Learning about the most effective and humane ways to work with fearful dogs has given me plenty of opportunities to ponder why people behave the way they do. I am not the first to wonder why it is so difficult for people to give up- or even less- question why they continue to believe the things they do when evidence mounts against them. I am also not the first dog trainer to be confronted with the death grip people have on using force or punishment-centric techniques to train dogs, when routinely new studies and research come out proving that it’s time to let go.

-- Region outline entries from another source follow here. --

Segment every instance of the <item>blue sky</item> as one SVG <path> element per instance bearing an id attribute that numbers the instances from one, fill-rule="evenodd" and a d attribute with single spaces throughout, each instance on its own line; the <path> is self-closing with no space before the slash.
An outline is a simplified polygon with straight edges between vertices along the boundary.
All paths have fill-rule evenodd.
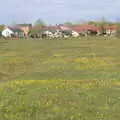
<path id="1" fill-rule="evenodd" d="M 116 20 L 119 11 L 120 0 L 1 0 L 0 23 L 34 23 L 38 18 L 48 24 Z"/>

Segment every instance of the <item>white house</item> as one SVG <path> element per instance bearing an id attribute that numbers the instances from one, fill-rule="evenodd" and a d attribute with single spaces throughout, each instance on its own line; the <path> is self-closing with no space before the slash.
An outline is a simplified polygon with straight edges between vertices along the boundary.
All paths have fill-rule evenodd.
<path id="1" fill-rule="evenodd" d="M 2 31 L 2 36 L 4 37 L 11 37 L 12 34 L 14 34 L 14 32 L 9 27 Z"/>
<path id="2" fill-rule="evenodd" d="M 24 31 L 18 27 L 5 27 L 2 31 L 2 36 L 12 37 L 14 36 L 24 36 Z"/>
<path id="3" fill-rule="evenodd" d="M 73 37 L 78 37 L 78 36 L 79 36 L 79 33 L 76 32 L 76 31 L 72 31 L 72 36 L 73 36 Z"/>

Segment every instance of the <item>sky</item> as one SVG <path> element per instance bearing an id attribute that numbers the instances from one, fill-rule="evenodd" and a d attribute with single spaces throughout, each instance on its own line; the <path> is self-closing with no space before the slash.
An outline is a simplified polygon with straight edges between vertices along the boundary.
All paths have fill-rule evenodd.
<path id="1" fill-rule="evenodd" d="M 120 0 L 0 0 L 0 24 L 120 20 Z"/>

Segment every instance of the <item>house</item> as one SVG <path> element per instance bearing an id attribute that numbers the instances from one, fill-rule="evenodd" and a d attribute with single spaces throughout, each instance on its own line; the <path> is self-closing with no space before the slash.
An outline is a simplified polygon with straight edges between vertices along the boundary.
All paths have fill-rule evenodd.
<path id="1" fill-rule="evenodd" d="M 96 35 L 99 32 L 99 28 L 94 25 L 82 24 L 76 25 L 72 28 L 74 31 L 79 33 L 79 35 Z"/>
<path id="2" fill-rule="evenodd" d="M 119 27 L 117 25 L 111 25 L 111 26 L 107 26 L 105 28 L 106 30 L 106 34 L 110 35 L 110 36 L 115 36 L 117 31 L 118 31 Z"/>
<path id="3" fill-rule="evenodd" d="M 21 37 L 24 36 L 24 31 L 18 27 L 6 26 L 2 31 L 2 36 L 4 37 Z"/>
<path id="4" fill-rule="evenodd" d="M 17 24 L 16 27 L 23 30 L 25 35 L 28 36 L 30 30 L 32 29 L 32 24 Z"/>

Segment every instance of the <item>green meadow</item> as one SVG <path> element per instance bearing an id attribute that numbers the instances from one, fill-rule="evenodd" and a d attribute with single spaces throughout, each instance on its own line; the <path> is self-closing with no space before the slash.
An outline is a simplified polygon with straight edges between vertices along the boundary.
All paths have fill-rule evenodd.
<path id="1" fill-rule="evenodd" d="M 0 40 L 0 120 L 119 120 L 120 39 Z"/>

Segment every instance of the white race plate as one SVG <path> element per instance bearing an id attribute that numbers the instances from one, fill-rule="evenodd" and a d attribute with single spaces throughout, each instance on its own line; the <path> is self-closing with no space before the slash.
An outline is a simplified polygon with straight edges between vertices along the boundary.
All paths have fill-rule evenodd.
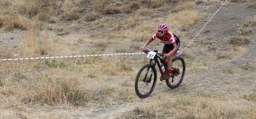
<path id="1" fill-rule="evenodd" d="M 155 55 L 156 54 L 156 53 L 155 52 L 150 51 L 149 53 L 149 54 L 148 55 L 147 57 L 149 57 L 153 59 L 154 58 L 154 57 L 155 57 Z"/>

For the past several months I have had foster dogs. I have also been responsible for finding and choosing their new owners. This means I have to read and interpret answers to questions on an application form. I haven’t had a lot of them but I have been both surprised and disappointed to read the answers responding to how new owners would deal with challenging behaviors. Some people lack experience, they are not sure how to deal with some of the behaviors they are asked about. This is neither surprising nor disappointing, and is less of a concern than the others with lots of experience and describe the ‘old school’ methods of changing behavior; scold the dog for peeing in the house, yank on the dog for growling, to name a couple of the red flag responses.

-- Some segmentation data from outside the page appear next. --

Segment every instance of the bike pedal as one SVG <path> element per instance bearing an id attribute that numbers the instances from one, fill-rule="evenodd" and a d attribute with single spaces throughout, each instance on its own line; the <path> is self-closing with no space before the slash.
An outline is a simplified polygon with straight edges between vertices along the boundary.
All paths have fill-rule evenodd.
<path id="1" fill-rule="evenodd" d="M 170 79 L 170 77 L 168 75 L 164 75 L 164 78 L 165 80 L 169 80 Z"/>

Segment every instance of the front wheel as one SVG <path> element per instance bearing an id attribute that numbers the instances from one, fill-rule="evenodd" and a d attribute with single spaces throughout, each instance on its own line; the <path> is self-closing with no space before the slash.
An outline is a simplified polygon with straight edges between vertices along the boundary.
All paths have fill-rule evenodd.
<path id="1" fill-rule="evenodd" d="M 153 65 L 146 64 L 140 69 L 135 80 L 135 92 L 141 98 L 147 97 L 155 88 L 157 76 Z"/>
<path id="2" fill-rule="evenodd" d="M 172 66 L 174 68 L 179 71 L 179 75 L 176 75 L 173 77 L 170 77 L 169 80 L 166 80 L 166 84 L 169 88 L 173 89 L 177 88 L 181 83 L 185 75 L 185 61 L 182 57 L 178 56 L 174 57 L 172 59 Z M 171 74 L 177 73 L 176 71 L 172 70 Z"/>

People who are not sure how to respond, but are still interested in a dog who requires they know how to respond, are usually open to suggestions. The others folks often less so. I recently turned down an application for a dog in my care. Instead of beating around the bush and figuring out a way to let them down gently (and not in a completely forthright way) I decided to lay my cards on the table-I am not comfortable adopting a dog to anyone who chooses to use training techniques employed by Cesar Millan, as this person had mentioned they would do in their application. For force/coercion-free trainers this will seem like a no-brainer, but for others, the routine use of punishment to change behavior does not have the same implications. For me those implications include an underlying misunderstanding of dogs and why they behave the way they do. This lack of knowledge becomes more important the more challenging a dog’s behavior is likely to be, as is the case with fearful dogs.
But there are some things that no matter how nicely you try to say them, are going to be upsetting. “It’s me, not you, but I don’t love you anymore and I’m leaving,” is one example. “I’m sorry but I will not adopt a dog to anyone who uses CM training techniques,” is another. Nonetheless I do try to say things nicely. I learn as much by the response I get as I do from the original answers. It’s one thing to think that something is true and hang on to it so tenaciously that blood starts to ooze from your fingernails scraping the skin, and it’s another to be able to loosen your grip and reach out and consider something new and potentially exciting, eye opening and effective.
You can always go back to your sinking ship when it comes to training dogs, but be sure you have tested the waters of force-free training before you do.